Bloomberg Law
June 21, 2024, 5:32 PM UTCUpdated: June 21, 2024, 7:58 PM UTC

American Airlines Must Head to Trial Over ESG 401(k) Funds (1)

Ben Miller
Ben Miller
Labor & Benefits Correspondent

American Airlines Group Inc. must face a pilot’s claims that its 401(k) plan is loaded with investments geared toward “leftist political agendas,” using environmental, social, and corporate governance strategies, a judge ruled Thursday.

The class action covering as many as 100,000 participants in the American Airlines 401(k) plan is among the first lawsuits against a private company arguing that a plan sponsor breached its fiduciary duties by pursuing ESG investments at the expense of workers’ financial interests. The case now proceeds to a June 24 trial at the US District Court for the Northern District of Texas.

The trial will determine if American Airlines has violated its duties under federal benefits law and how much in losses it may have incurred through its plan investment selections, Judge Reed C. O’Connor said in the order denying American Airlines’ bid to toss the suit.

The lawsuit filed in June 2023 is the latest battle in a broader debate over socially conscious investing playing out in courts across the country, as well as among lawmakers. A decision on the validity of these investment strategies in 401(k)s would have ripple effects, particularly within the US Court of Appeals for the Fifth Circuit, where a case seeking to prevent enforcement of the Labor Department’s ESG-friendly 401(k) rule is pending.

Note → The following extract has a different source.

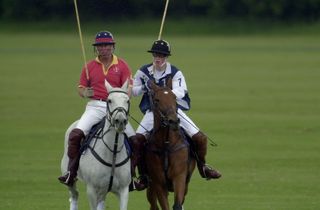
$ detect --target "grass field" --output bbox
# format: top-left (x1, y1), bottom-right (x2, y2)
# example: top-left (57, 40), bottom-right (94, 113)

The pilot’s Employee Retirement Income Security Act suit alleges that the American Airlines plan primarily features funds administered by firms like BlackRock Institutional Trust Company Inc., which pursue “pervasive ESG agendas,” O’Connor said in the order. But compared to other plan sponsors administering plans that featured BlackRock funds, American Airlines took “no action whatsoever” to mitigate the alleged losses, according to O’Connor.

American Airlines sought summary judgment on the participant’s claims, arguing that no losses resulted from the conduct in question and that the alleged fiduciary breach stemmed entirely from the plan sponsor’s failure to demand BlackRock change its proxy voting activity.

The airline and its benefits committee may also have allowed corporate ESG goals or stakeholder goals to influence the 401(k) by permitting plan investments to prioritize socially conscious objectives through proxy voting and shareholder activism, revealing potential conflicts of interest, according to the order.

“Furthermore, there are additional fact disputes surrounding Defendants’ incestuous relationship with BlackRock and whether that relationship disloyally influenced administration of the Plan,” O’Connor said in the order. “For instance, the person responsible for monitoring investment managers also managed the corporate financial relationship with BlackRock—an entity that administers the Plan while simultaneously holding a significant equity stake in AA.”

BlackRock’s ESG track record drew scrutiny from lawmakers in Texas and other states, which the judge highlighted as jurisdictions that “took action to stop ESG activism in retirement plans they oversee.”

BlackRock isn’t a party to the suit.

O’Melveny & Myers LLP and Kelly Hart & Hallman LLP represent American Airlines and its benefits committee. Hacker Stephens LLP and Sharp Law LLP represent Spence.

The case is Spence v. American Airlines Inc., N.D. Tex., No. 4:23-cv-00552, 6/20/24.